According to the r/GamingLeaksAndRumours subreddit, Google may be attempting to rebrand Stadia as a white-label service for other companies to buy and rebrand for their own streaming services. This news comes from a job listing for a Project Manager position for Stadia, posted by Google. Of course, the job listing itself wouldn’t be nearly as interesting were it not for the fifth paragraph, which states that Google wants to make its gaming system’s infrastructure and tools available to partners who wish to build their own interactive streaming platforms.

But what could that mean for a gaming service that’s supposed to be the next big thing but is now, as stated by the majority of gaming community members, as good as dead? Well, white-labeling Stadia will allow Google to provide a white-label version of the product and its tools to parties and company’s interested in building their own interactive gaming platforms, offering their services under a different name or brand. As a theoretical example, Google could provide a white-label version of Stadia to Netflix, which is currently racing towards gaming, allowing Netflix to sell it to their customers as their proprietary-branded cloud gaming service – perhaps through Netflix’s monthly subscription.

google stadia

This means that Stadia’s future was paved by its initial failure. First, let us remember that Google promised Stadia would revolutionize gaming by allowing users to stream games without needing a powerful PC or a console – something that’s currently cooking in Xbox’s kitchen. So what happened? How did Microsoft frog-leap Stadia?

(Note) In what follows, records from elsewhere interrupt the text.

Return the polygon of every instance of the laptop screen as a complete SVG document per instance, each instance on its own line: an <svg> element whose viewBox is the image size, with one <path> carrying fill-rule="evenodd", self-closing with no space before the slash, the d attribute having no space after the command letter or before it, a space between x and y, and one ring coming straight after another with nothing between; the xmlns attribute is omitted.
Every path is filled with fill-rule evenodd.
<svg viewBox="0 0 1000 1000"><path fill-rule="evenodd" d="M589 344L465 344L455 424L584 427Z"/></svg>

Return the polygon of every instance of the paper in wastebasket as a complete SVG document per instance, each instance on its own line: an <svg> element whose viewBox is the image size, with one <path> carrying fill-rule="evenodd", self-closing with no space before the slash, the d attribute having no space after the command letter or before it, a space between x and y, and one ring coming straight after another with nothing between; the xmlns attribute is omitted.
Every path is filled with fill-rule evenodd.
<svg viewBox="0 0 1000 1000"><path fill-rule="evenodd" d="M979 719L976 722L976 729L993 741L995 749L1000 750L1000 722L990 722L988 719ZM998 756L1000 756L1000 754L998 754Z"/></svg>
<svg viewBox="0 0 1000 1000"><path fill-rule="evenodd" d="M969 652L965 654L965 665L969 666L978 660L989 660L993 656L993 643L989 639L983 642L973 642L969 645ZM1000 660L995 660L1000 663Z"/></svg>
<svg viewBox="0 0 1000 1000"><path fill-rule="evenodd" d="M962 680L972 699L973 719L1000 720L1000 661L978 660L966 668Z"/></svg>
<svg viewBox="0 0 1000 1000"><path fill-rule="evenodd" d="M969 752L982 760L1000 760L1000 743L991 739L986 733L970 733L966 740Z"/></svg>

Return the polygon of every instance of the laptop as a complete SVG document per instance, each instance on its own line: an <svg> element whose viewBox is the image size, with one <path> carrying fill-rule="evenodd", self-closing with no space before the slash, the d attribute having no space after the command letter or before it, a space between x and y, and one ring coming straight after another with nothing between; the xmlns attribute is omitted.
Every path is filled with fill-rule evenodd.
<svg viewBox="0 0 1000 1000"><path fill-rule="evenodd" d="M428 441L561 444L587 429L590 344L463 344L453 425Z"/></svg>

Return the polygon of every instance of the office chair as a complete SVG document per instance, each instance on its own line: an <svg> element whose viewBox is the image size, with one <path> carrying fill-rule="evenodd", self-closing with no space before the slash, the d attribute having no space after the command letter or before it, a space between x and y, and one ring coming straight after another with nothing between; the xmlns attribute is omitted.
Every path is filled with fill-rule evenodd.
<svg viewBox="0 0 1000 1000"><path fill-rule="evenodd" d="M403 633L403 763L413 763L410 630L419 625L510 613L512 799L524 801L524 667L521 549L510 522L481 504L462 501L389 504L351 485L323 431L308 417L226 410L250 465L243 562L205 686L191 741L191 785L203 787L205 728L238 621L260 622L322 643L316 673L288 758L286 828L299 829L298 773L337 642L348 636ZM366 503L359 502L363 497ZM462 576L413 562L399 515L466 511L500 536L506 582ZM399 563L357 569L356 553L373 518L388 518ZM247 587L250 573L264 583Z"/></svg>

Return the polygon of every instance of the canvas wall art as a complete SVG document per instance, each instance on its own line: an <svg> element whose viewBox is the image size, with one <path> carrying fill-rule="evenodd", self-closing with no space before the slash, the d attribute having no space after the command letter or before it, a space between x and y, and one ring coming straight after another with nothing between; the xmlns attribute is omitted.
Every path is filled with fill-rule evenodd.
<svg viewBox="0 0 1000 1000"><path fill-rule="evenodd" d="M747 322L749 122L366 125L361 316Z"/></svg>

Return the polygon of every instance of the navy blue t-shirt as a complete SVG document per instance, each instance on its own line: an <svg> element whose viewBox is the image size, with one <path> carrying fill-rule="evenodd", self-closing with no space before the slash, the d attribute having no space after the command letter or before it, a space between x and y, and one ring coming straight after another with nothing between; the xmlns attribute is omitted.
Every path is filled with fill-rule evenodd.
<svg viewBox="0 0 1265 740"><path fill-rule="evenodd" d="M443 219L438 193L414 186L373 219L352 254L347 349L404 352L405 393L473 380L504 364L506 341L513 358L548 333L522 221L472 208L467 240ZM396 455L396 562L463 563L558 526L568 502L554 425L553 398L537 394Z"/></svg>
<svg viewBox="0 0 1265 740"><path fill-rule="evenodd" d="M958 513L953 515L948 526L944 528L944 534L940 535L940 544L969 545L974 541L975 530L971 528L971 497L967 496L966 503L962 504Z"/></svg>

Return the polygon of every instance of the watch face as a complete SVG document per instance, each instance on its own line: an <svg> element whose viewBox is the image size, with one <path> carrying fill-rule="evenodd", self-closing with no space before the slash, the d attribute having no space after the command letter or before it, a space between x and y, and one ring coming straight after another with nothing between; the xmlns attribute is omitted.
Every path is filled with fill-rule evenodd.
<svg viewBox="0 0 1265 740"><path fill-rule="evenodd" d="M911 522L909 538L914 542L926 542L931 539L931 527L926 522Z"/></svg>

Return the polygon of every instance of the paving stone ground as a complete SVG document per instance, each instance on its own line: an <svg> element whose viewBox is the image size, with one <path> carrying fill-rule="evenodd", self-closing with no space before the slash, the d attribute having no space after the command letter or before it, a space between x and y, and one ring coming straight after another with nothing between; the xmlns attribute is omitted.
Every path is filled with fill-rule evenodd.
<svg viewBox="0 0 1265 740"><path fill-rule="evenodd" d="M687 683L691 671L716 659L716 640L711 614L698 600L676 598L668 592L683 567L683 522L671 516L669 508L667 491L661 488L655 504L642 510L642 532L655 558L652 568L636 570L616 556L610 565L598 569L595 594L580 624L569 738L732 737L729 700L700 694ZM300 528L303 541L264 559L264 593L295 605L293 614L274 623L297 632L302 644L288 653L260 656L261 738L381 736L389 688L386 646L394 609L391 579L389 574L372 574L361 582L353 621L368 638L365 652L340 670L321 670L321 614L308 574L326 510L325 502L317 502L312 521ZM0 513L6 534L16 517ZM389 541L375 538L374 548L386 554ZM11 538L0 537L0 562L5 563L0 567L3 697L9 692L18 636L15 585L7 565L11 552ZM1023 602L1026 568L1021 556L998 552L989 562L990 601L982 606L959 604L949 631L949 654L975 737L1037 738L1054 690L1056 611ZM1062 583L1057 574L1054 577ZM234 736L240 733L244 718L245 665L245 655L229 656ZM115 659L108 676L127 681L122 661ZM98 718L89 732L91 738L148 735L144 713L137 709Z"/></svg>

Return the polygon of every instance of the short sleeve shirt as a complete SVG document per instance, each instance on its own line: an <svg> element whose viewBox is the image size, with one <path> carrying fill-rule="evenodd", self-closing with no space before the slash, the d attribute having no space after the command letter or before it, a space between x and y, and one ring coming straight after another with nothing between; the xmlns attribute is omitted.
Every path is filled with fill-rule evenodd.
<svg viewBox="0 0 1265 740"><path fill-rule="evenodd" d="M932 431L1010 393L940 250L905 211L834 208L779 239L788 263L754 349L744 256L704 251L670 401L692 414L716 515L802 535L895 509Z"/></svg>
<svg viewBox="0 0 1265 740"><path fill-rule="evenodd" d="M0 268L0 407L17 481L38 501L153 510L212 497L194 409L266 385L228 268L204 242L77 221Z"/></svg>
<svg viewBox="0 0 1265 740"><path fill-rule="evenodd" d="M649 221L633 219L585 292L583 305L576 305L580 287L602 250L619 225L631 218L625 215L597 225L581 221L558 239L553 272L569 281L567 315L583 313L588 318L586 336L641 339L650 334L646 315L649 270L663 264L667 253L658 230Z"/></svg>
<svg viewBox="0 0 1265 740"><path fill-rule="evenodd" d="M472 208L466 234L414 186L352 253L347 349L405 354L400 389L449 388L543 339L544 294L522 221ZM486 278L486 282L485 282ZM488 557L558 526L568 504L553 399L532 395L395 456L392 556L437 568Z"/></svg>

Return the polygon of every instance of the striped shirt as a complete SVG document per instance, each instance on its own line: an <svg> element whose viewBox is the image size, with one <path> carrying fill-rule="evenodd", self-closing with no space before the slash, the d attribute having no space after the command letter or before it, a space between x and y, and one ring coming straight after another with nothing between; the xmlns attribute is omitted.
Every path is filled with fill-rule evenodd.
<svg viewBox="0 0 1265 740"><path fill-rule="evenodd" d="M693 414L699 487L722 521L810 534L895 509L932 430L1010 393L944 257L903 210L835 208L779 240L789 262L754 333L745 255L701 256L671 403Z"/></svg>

Well, according to the gaming community, Google Stadia failed due to its extreme lack of gaming titles, many of which would cost Google tens of millions of dollars – something Google was happy to pay. However, even with the enormous funds backing it up, Google realized that throwing a bottomless wallet at games developers doesn’t always mean that the game would be developed faster or that it would be a financial success. That didn’t stop the company investments from pouring into a service that went too big, too fast. In fact, reckless investments seemed to accelerate Stadia’s demise since there were no games and no players there to support the service. So, Stadia tripped and fell while Xbox followed their thought-out plan at a steady and secure pace. That’s how it goes sometimes for tech companies. It’s apparently a problem even an experienced one like Google can’t avoid.

Google already closed its in-house Stadia Games & Entertainment studios earlier this year, causing many to wonder what the future holds for Google’s game streaming service. Apparently, Google’s plans are now shifting towards upgrading its own service and offering Stadia as a backend for other streaming platforms. Not a wrong business move, considering that the number of prominent game developers looking to invest in proprietary game streaming services continues to rise. It would seem that game streaming is, indeed, the future of gaming.